Legislative Council - Fifty-Fourth Parliament, Second Session (54-2)
2020-09-09 Daily Xml

Contents

Women's and Children's Hospital

The Hon. C. BONAROS (15:32): The world-renowned reputation of our iconic Women's and Children's Hospital is under threat and it all has to do with money and a lack of it. While this government pushes ahead with its election promise to build a new Women's and Children's Hospital at a cost the taxpayers of this state can probably ill afford during this COVID environment, it is allowing the current Women's and Children's Hospital to run into a state of ruin.

When 215 doctors who work at the hospital take the unprecedented action of signing a letter outlining their concerns about the state of the hospital, alarm bells should be ringing for all of us. These are some of the state's most gifted and highly skilled medicos who have dedicated their lives to saving the lives of countless women and children. They rarely, if ever, make a public stand, so when they do you would think it is in the best interests of government to listen. They are part of a strong alliance that has formed to voice the critical problems that they and their colleagues are facing on a daily basis working at the Women's and Children's Hospital.

Let's not sugar-coat things here: they have warned us that babies and children have died because of the lack of clinical services and equipment at the Women's and Children's Hospital. They tell us patient care is being compromised on a daily basis because they do not have the facilities, the infrastructure or the resources to ensure that does not happen. These doctors are duty bound to highlight those risks and they are warning us that more lives will be lost if conditions do not improve dramatically at the hospital.

COVID-19 has brought out the very best in this government, in terms of taking advice from our medicos. In this instance, we are seeing the polar opposite to that. We have doctors warning that the path of care the hospital is providing is at least two decades old. We are at least 20 years behind the times. We cannot afford to keep running our once famed Women's and Children's Hospital into the ground until a new hospital is built and opened in 2026 at the earliest.

The health minister's retort to the concerns of the doctors is predictable, if nothing more: the government has invested a whole lot of money into ensuring that there are more staff available and there are more resources available.

Again, I fear the minister is being told by the health bureaucrats what they think he needs to know, not what he must know.
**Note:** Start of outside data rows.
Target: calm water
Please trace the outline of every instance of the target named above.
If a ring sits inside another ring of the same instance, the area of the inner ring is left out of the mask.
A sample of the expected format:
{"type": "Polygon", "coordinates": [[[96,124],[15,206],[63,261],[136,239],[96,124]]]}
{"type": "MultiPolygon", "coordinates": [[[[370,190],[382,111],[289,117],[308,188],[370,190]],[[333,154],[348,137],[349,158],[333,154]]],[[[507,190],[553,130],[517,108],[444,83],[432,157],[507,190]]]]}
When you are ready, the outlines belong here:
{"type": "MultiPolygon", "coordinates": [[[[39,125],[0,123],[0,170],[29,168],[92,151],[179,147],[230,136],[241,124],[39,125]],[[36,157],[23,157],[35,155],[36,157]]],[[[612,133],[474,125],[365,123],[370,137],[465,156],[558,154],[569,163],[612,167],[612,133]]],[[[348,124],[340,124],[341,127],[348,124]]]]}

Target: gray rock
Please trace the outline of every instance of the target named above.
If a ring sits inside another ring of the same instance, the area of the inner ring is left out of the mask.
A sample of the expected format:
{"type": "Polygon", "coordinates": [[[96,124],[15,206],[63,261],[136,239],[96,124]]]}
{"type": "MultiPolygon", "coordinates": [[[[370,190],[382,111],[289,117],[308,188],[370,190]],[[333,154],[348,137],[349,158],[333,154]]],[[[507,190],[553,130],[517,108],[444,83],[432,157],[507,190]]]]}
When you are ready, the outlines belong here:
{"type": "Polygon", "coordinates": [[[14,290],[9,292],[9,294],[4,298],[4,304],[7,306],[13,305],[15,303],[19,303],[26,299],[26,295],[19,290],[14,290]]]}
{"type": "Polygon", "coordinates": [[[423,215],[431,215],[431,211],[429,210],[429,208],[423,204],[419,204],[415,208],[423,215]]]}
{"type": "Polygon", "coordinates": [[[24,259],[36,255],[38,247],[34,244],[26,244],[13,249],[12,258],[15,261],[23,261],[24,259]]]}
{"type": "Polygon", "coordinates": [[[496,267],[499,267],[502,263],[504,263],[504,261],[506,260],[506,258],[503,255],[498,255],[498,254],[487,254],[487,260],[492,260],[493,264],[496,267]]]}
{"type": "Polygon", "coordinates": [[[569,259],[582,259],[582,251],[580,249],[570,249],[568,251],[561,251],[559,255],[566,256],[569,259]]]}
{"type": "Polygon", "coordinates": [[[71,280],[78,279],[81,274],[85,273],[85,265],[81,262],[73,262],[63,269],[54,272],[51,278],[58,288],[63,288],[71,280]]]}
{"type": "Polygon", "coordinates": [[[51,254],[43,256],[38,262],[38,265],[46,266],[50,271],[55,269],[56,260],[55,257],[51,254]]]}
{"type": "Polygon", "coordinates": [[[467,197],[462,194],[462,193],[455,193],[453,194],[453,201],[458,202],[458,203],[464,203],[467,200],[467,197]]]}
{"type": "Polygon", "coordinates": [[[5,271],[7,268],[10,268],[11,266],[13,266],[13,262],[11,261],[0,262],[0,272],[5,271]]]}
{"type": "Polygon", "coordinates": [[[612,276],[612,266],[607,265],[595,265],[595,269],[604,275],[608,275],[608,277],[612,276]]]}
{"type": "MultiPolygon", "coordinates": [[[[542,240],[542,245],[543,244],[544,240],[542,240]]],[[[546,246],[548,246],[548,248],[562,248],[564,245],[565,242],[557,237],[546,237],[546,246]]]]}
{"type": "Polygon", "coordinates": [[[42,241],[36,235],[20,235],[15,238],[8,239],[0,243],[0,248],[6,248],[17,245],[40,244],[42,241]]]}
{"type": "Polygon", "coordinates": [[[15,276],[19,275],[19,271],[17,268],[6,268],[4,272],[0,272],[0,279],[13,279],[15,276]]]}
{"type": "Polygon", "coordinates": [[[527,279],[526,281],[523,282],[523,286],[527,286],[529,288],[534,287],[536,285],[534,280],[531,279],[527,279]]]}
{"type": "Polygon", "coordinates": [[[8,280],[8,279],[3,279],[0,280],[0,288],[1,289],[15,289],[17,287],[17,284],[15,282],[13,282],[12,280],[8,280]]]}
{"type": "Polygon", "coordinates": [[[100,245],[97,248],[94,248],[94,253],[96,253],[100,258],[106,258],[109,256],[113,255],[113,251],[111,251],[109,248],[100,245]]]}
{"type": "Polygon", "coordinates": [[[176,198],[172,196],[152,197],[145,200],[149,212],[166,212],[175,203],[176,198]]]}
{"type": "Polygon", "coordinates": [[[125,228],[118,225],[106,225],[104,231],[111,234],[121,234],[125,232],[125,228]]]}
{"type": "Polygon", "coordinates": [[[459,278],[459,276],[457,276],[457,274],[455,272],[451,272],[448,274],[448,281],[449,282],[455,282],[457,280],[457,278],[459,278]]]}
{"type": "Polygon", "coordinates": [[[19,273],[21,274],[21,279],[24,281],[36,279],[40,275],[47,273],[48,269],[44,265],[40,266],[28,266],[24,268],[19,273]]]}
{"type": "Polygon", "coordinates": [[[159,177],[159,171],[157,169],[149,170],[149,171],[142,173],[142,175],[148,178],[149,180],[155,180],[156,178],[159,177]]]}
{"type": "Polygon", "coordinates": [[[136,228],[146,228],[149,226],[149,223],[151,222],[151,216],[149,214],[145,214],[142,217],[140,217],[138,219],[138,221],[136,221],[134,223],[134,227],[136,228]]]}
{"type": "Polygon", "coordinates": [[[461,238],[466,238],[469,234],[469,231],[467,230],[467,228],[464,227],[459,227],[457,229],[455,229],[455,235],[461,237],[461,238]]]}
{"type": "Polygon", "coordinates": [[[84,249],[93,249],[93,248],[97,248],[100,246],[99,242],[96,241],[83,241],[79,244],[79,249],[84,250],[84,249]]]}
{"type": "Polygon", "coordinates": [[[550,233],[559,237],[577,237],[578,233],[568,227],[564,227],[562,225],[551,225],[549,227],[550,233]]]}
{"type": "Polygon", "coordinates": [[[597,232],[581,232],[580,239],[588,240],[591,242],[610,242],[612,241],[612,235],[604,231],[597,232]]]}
We know in terms of that clinician involvement, out of a total budget of $1.8 billion for the new hospital, to date the government has earmarked $600,000 in terms of backfilling clinician positions so that those very frontline doctors can have input to the new hospital, to make sure that those doctors who are on the frontline know exactly what is happening and, critically, are involved in that process.

Is the new Women's and Children's Hospital going to have a paediatric cardiac surgery unit? The current hospital does not, the only mainland state not to. Instead, critically sick babies and children are transported to Melbourne's Royal Children's Hospital to have surgery at a cost to taxpayers of about $6 million a year. Forcing young children with potentially fatal critical heart conditions to travel interstate for life-saving surgery is an absolute outrage.

We are not a Third World country. This is Adelaide, South Australia. It is also completely hypocritical behaviour from this government, which in opposition was damning in its criticism of the former Labor government for winding down and neglecting the old RAH while the new RAH was being built. Now in government, the Liberals are doing exactly the same thing with the current Women's and Children's Hospital while attempting to find a site to build a new hospital.

Of course, everyone is fully supportive of a new Women's and Children's Hospital, but at the moment that is at least six years away, and the focus, as these medicos are telling us, should not be on ensuring the demise of the current Women's and Children's Hospital. While the new Women's and Children's Hospital is at least six years away, there is an immediate concern about the chronic and escalating understaffing and under-resourcing of the existing hospital.

Given the long delay to occupation of the new hospital, serious problems will continue to threaten patient care and, consequently, staff morale. The fabric of the hospital is deteriorating and there has been inadequate funding for necessary new and replacement equipment. I have seen a confidential and very comprehensive spreadsheet of funding priorities for equipment replacement and/or upgrade which is pages long and confirms the views that are being espoused by these doctors.

There are major deficiencies in the provision of care for childhood cancer, cardiac surgery for babies and children, mental health and diabetes, and in the medical, surgical and intensive care support for women, and it is not good enough.